Professional Psych Staff fear retaliation at CDCR for testifying to the truth

Note:  CDCR Mental Health medical professionals fear retaliation for telling the truth about the poor availability of care, living conditions, and thus quality of care in CA prisons.  Why are we using our prisons as mental health facilities in CA anyway?

Merriam Websters dictionary defines Retaliation as: to repay (as an injury) in kind, to get revenge.

Related Words:

castigate, fix, get, penalize, punish, scourge; chasten, chastise, correct, discipline; right; compensate, pay (back), recompense, repay.

Anyone who has a loved one doing time inside the Green Walls of CDC, knows of retaliation. Having either heard the horror stories and/or lived through the horror. And horror it is. From Correction Officers, Counselors  to Assistant Wardens/Wardens, even medical staff- sometimes top dog medical staff-retaliation is rife with in CDCR. The following article is just the start. I promise you there will be more I will be exposing. There will be no names included of course, to protect those that must be protected. Its time to blow CDCR wide open.

Salinas Valley prison psychiatrist says mental health hospital suffering

Testimony contradicts state’s case to court

A doctor from Salinas Valley State Prison‘s once state-of-the-art psychiatric hospital has contradicted California’s assurances to federal judges that mentally ill inmates no longer have to wait for hospital beds.

Dr. John Brim said in a recent sworn deposition that waiting lists for the beds still exist and hospital supervisors are pressuring psychiatrists to shuffle patients out of mental health crisis beds before they are ready to keep waiting list numbers down.

Brim said prison officials have cut back on soap, clean sheets and other essentials. His deposition was taken March 1 as part of two decadelong inmate lawsuits. The class-action suits led to creation of the Salinas Valley mental health facility as well as a Supreme Court order to drastically reduce California’s prison population on the grounds that overcrowding has hindered proper medical and mental health care.

Decrying heavy caseloads and staff shortages, Brim testified the Salinas Valley prison’s mental health unit had a waiting list of about 20 patients.

His statements contradict January court filings by Gov. Jerry Brown’s administration that say patients no longer have to wait for mental health beds in the state’s prisons.

“By July 2012, the state had successfully guaranteed timely access to inpatient mental health care for all class members needing hospitalization,” Brown’s filing reads.

Another document filed by the state in January said California now provides “timely access to

quality mental health treatment at all levels of care.”But Brim suggested psychiatrists are under pressure to try to keep the waiting lists low, even at the cost of patient care.

“There was a general feeling, and I felt this way, that we were under pressure from administration to move the old people out, the old patients out, and take in new patients so as to keep our waiting list down,” he said.

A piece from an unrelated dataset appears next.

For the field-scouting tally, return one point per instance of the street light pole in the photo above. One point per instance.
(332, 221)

All of the unit’s psychiatrists, he said, “felt that it was getting to the point that people were not staying, in all cases at least, as long as they needed to. There was pressure from administration to get them out quickly so that new people could be brought in.”

Once touted as state of the art, the facility now suffers from excessive doctor caseloads that are four times the state’s preferred standard, Brim testified.

The prison hospital is run by the California Department of State Hospitals, which provides crisis beds for maximum-security inmates with severe mental illness.

Officials from the department did not respond Thursday to requests for comment.

In 2006, when corrections officials announced the prison hospital’s launch in response to federal court orders, the $111 million facility brought the promise of improved mental health care and an infusion of jobs to the area. But Brim said that in addition to psychiatrist shortages, the hospital is short on other kinds of staff, including social workers, psychologists, nurses and rehabilitation therapists.

The hospital’s social workers, he said, recently expressed concern because “they were stretched so thin.”

Brim testified hospital staff members say the unit is short on soap, clean sheets and clothes, and other essentials for hygiene. The staff blame the prison’s laundry for the shortages, Brim said.

In January and in February, psychiatrists at the prison, one of two in Soledad, told state officials the staffing shortage at the facility’s mental health wing has reached “crisis level.”

“We cannot in good conscience continue to take on a higher and higher caseload without making you aware of our concerns,” said a Jan. 23 letter signed by nine psychiatrists at the facility. “We need to inform you that we will be working under a state of protest.”

Earlier this month, Department of State Hospital officials told The Herald that replacement staff had been hired and some psychiatrists who were expected to leave will not.

“There is currently no anticipated staffing crisis at DSH-Salinas Valley,” said David O’Brien, speaking for the department in Sacramento.

Brim said he testified because he and other psychiatrists felt it was important to speak up about the hospital’s conditions, although he indicated that some doctors at the prison appeared fearful of professional retaliation if they testified under oath.

“Many of my colleagues expressed considerable apprehension about being singled out to give testimony, and they pointed out to me that I had sort of reached the end of my working life expectancy, (and) didn’t have a whole lot to lose,” he said. “And I agreed that they were probably right about that.”